Recommendations on Pre- and Early Hospital Management of Acute Heart Failure | Ten Points to Remember
- Mebazaa A, Yilmaz MB, Levy P, et al.
- Recommendations on Pre-Hospital and Early Hospital Management of Acute Heart Failure: A Consensus Paper From the Heart Failure Association of the European Society of Cardiology, the European Society of Emergency Medicine and the Society of Academic Emergency Medicine – Short Version. Eur Heart J 2015;May 21:[Epub ahead of print].
The following are 10 points to remember from this consensus paper on recommendations for pre- and early hospital management of acute heart failure (AHF):
- AHF is rapid onset of, or acute worsening of, symptoms and signs of HF, associated with elevated plasma levels of natriuretic peptides. And the majority of the patients with AHF present with normal or high blood pressure and with symptoms and/or signs of congestion rather than low cardiac output.
- As with patients with acute myocardial infarction, the “time-to-treatment” concept may be important in patients with AHF; therefore, in the prehospital setting, medical treatment should be initiated based on blood pressure and/or the degree of congestion using vasodilators and/or diuretics (such as furosemide). Oxygen therapy should be given based on clinical judgment unless oxygen saturation is <90%, in which case, oxygen therapy should be routinely administered.
- Upon initial evaluation of suspected AHF (excluding patients with cardiogenic shock), the key first step is determination of the severity of cardiopulmonary instability based on the level of dyspnea (New York Heart Association class), hemodynamic status (blood pressure), heart rate and rhythm, and signs/symptoms of hypoperfusion (cool extremities, narrow pulse pressure, mental status).
- The next step should include a search for congestion including peripheral edema, audible crackles (especially in the absence of fever), and elevated jugular venous pressure.
- Upon presentation to the emergency department or coronary care unit/intensive care unit (ICU), a point-care-of-assay of plasma natriuretic peptide level (B-type natriuretic peptide, N-terminal proBNP, or mid-regional pro-atrial natriuretic peptide [MR- proANP] MR-proANP) should be done in all patients with acute dyspnea and suspected AHF, to help in the differentiation of AHF from noncardiac causes of acute dyspnea. Also, cardiac troponin, blood urea nitrogen (or urea), creatinine, electrolytes, glucose, and complete blood count should be performed on all patients.

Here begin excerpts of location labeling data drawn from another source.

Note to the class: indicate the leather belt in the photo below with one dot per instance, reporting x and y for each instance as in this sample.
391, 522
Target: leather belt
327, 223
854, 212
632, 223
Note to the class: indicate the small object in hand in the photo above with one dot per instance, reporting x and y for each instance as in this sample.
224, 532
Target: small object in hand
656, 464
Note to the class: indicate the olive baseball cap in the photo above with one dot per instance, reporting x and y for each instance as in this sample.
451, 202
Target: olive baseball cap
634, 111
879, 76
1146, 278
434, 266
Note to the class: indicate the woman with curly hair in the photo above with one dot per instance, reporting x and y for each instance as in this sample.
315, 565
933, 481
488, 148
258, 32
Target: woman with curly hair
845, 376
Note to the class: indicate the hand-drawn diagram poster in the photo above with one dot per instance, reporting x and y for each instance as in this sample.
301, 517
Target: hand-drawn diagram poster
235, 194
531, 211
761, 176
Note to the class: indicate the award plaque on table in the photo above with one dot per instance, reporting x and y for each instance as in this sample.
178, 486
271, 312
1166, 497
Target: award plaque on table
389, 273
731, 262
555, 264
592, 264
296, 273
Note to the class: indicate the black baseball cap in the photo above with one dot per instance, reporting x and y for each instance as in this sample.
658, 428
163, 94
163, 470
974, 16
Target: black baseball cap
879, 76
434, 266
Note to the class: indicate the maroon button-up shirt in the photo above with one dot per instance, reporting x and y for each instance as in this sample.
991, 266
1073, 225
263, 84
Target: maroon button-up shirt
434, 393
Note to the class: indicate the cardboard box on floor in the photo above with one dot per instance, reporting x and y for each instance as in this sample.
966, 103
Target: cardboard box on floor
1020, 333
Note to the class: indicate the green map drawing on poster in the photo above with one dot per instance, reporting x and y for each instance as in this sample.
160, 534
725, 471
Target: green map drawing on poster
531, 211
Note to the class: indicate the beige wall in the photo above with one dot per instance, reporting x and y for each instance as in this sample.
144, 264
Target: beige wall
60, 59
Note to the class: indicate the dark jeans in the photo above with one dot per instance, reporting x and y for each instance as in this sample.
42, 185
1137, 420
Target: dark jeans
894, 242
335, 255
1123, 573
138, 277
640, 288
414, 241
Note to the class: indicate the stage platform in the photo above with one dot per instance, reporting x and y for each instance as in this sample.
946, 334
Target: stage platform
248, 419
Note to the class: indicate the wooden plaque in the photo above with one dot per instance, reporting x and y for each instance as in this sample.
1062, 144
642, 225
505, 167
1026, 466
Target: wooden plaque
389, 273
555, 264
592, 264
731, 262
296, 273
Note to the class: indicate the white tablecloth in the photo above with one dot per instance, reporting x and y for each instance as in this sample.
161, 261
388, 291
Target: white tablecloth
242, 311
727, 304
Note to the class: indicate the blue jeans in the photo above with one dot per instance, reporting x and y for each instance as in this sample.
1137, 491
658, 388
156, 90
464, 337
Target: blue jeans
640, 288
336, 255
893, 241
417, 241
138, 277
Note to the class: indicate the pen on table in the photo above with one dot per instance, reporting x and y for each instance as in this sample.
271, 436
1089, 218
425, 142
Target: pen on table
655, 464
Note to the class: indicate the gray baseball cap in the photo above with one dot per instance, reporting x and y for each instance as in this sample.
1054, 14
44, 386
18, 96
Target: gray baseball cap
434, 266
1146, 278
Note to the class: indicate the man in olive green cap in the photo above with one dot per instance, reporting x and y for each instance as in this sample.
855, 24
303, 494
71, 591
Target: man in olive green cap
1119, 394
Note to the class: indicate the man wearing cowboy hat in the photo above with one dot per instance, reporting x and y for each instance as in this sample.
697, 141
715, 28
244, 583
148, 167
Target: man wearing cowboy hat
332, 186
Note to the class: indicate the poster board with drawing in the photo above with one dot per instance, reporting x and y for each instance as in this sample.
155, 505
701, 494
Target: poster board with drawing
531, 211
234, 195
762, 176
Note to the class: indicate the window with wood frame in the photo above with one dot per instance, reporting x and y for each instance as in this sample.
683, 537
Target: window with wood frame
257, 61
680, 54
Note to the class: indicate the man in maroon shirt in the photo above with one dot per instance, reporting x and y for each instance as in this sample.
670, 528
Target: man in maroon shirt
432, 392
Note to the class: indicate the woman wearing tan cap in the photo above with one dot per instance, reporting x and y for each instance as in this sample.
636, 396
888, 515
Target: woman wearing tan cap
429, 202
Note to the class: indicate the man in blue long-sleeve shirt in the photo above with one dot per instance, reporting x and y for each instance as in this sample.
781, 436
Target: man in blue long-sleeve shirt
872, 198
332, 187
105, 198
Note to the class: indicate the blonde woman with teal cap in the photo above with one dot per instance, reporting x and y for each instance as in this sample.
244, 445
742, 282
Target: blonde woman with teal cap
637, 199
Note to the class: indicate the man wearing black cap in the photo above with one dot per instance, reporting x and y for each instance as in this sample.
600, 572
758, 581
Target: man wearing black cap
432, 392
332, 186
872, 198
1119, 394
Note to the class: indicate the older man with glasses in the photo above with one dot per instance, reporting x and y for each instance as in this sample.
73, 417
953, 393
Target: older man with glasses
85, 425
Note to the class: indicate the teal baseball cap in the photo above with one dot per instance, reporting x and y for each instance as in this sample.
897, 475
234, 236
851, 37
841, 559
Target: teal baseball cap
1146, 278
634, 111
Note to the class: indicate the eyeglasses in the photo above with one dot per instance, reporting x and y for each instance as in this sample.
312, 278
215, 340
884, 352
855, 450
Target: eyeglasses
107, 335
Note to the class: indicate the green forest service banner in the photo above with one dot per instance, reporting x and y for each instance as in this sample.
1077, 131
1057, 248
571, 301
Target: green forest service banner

- Intravenous furosemide can be considered in all AHF patients on initial presentation and when systolic blood pressure is normal to high (>110 mm Hg); intravenous vasodilator therapy might be given for symptomatic relief as an initial therapy (alternatively, sublingual nitrates may be administered).
- Clinical condition can change dramatically within a few hours of arrival to the emergency room. Hence, clinical response to initial treatment is an important indicator of likely discharge from the emergency room. Factors favoring early discharge include patient-reported subjective improvement, resting heart rate <100 bpm, no hypotension when standing up, adequate urine output, oxygen saturation <95% in room air, and no or moderate worsening of renal function (when chronic renal disease might be present).
- Patients with significant shortness of breath or hemodynamic instability should be triaged to a hospital floor where immediate resuscitative support can be provided if needed. The criteria for triage at admission to ICU include respiratory rate >25 breaths/minute, oxygen saturation <90%, use of accessory muscles for breathing, systolic blood pressure <90 mm Hg, need for intubation (or already intubated), or signs of hypoperfusion (oliguria, cold peripheries, altered mental status, lactate >2 mmol/L, metabolic acidosis, and mixed venous oxygen saturation [SvO2] <65%).
- Cardiogenic shock is defined as hypotension (systolic blood pressure <90 mm Hg) despite adequate filling status and signs of hypoperfusion (oliguria, cold peripheries, altered mental status, lactate >2 mmol/L, metabolic acidosis, SvO2 <65%). Management of cardiogenic shock includes invasive monitoring with an arterial line, intravenous fluid challenge with normal saline or ringer lactate, use of inotropes such as dobutamine or levosimendan, use of norepinephrine in preference to dopamine to maintain systolic blood pressure when indicated, and careful consideration before using intra-aortic balloon pump or mechanical circulatory support.
- There are several gaps in knowledge in the management of AHF including the utility of biomarkers in risk stratification and to guide therapy, which are the most important signs of severity, and which are the best measures of efficacy.